28 - pyPESTO - a python Parameter EStimation TOolbox

Paul Jost, Jakob Vanhoefer, Paul Stapor, Yannik Schälte, Jan Hasenauer

Solving inverse problems and estimating parameters is a common task in systems and computational biology. Especially optimization and uncertainty analysis techniques play an important role when it comes to developing predictive computational models. Here, we present pyPESTO, a highly modular and efficient Parameter EStimation Toolbox, written in python, for systems biology problems. It is particularly suited for ordinary differential equations models specified in SBML and Petab and also usable for large-scale models by employing parallelization techniques and being tightly integrated with AMICI. In terms of uncertainty analysis, it can perform profile likelihoods computation, MCMC sampling, and includes recently developed ensemble techniques. PyPESTO comes with many convenience routines for visualization as well as for storing and reading of parameter estimation results.

30 - A systematic workflow to assess the useability of data in model development

Tara Hameed and Reiko Tanaka

Data sparsity is one of the bottlenecks we often encounter in model development, especially for disease modelling or in fields where interdisciplinary cross-collaboration is still being developed [1]. When a model is fit to sparse data, it is hard to discern whether potential model misfit is caused by inherent model misspecification, which requires reformulation of the model, or by data sparsity, which requires further data collection. We proposed a systematic workflow to assess the degree to which the available data can inform mathematical models theoretically, by upcycling a known statistical workflow that uses simulation studies [2]. The proposed workflow quantifies the useability of the experimental data in terms of expected parameter identifiability and model prediction. Application of the workflow to our mathematical model of early-stage invasive aspergillosis (pulmonary fungal infection), adapted from a previous model [3], allowed us to suggest future experiments that could provide more “useable” data to infer the model’s nonlinear interaction parameters and to make better predictions. The presented workflow could be useful when models are developed with data sparsity as a limiting factor for model-based inference.

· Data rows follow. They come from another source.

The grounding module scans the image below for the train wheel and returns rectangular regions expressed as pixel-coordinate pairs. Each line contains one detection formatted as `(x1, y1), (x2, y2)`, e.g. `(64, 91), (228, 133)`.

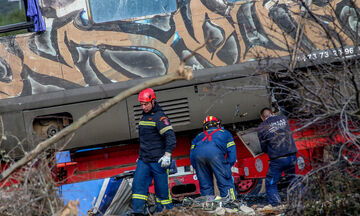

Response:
(236, 178), (263, 195)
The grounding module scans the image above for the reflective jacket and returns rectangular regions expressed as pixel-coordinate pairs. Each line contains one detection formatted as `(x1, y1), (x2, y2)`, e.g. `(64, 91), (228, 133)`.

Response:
(138, 102), (176, 163)
(257, 114), (298, 160)
(190, 127), (237, 166)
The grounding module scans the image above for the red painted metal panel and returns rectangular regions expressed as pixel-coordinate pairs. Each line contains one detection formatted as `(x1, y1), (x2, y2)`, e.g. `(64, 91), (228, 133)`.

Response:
(237, 154), (269, 179)
(56, 144), (140, 185)
(47, 120), (347, 195)
(169, 174), (200, 197)
(56, 134), (193, 185)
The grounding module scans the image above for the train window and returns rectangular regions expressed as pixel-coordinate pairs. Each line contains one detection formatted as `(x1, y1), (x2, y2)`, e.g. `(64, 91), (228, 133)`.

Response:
(87, 0), (177, 23)
(0, 0), (38, 36)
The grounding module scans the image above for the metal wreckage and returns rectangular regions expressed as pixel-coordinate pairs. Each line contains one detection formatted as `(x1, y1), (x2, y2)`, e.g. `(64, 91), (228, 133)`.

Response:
(0, 0), (359, 215)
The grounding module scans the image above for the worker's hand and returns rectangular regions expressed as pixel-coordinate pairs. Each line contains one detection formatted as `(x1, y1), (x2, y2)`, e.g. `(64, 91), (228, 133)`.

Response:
(158, 152), (171, 168)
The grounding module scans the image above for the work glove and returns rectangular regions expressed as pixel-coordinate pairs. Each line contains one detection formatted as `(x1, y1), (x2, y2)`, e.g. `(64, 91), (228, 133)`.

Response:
(158, 152), (171, 168)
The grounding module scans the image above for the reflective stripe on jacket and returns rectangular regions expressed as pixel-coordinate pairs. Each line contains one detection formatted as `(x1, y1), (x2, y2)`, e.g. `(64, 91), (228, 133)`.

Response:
(139, 102), (176, 163)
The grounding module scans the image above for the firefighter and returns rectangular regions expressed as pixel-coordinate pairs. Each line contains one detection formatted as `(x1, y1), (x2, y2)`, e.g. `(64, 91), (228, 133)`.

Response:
(190, 116), (237, 200)
(131, 88), (176, 215)
(257, 107), (298, 206)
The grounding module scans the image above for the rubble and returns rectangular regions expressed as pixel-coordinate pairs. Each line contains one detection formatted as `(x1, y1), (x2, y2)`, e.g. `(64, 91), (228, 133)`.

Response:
(256, 204), (285, 215)
(154, 204), (286, 216)
(153, 196), (287, 216)
(239, 205), (255, 215)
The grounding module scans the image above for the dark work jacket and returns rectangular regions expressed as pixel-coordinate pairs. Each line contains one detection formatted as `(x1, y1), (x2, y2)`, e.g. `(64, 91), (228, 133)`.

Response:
(257, 115), (297, 160)
(138, 102), (176, 163)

[1] Cvijovic, M. et al. Bridging the gaps in systems biology. Molecular genetics and genomics : MGG vol. 289 727–734 (2014).

[2] Morris, T. P., White, I. R. & Crowther, M. J. Using simulation studies to evaluate statistical methods. Statistics in Medicine vol. 38 (2019).

[3] Tanaka, R. J. et al. In silico modeling of spore inhalation reveals fungal persistence following low dose exposure. Sci. Rep. 5, 13958 (2015).